Abstract
Machilus robusta W. W. Smith is an evergreen plant distributed in the Yangtze River Basin and the south regions of China. Here we analyzed the complete chloroplast (cp) genome sequence of M. robusta to determine its structure and evolutionary relationship to other Lauraceae. The cp genome is 152,737 bp in length and has an overall GC content of 39.2% The genome includes a large single-copy (LSC) region of 93,706 bp and a small single-copy (SSC) region of 18,885 bp, and these are separated by a pair of inverted repeats (IRs) of 20,073 bp. The cp genome contains 128 genes, including 83 protein-coding, 37 tRNAs, and 8 rRNAs. Phylogenetic analysis based on complete cp genome sequences fully resolved M. robusta in a clade with M. balansae. This work provides new molecular data for evolutionary studies of the Lauraceae.

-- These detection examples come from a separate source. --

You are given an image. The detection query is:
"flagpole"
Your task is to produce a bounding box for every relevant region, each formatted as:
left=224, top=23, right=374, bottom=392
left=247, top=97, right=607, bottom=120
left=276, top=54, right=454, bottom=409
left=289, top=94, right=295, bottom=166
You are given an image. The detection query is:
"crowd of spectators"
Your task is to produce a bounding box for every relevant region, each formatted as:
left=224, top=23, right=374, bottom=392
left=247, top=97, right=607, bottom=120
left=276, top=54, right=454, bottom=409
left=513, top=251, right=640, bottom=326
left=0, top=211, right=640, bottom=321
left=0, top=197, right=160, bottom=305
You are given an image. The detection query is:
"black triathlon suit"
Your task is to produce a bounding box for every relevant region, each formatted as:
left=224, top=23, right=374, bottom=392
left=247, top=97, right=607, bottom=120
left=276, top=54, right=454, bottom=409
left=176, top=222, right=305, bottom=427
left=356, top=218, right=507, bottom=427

Keywords: Complete chloroplast genome, Lauraceae, Machilus robusta W. W. Smith, phylogeny
Machilus robusta, an evergreen plant of the genus classified in the Lauraceae, is mainly distributed in the Yangtze River Basin and the south regions of China, with Guangdong, Guangxi, Guizhou, Hainan, Xizang, Yunnan as the main growing area. Its leaves are rich in bioactive metabolites with diverse structures, and are known to relaxmuscles, promoteblood circulation, reduceswelling, and relieve pain (Liu et al. 2007). The plant is also widely used as a folk herb for the treatment of gastric dullness, vomiting, and diarrhea in China (Li et al. 2011; Bu et al. 2013). To date, only genetic marker data are publicly available for M. robusta. In this study, the M. robusta cp genome was sequenced and assembled to document its plastid chromosomal content and structure, as well as confirm its relationship to other Lauraceae.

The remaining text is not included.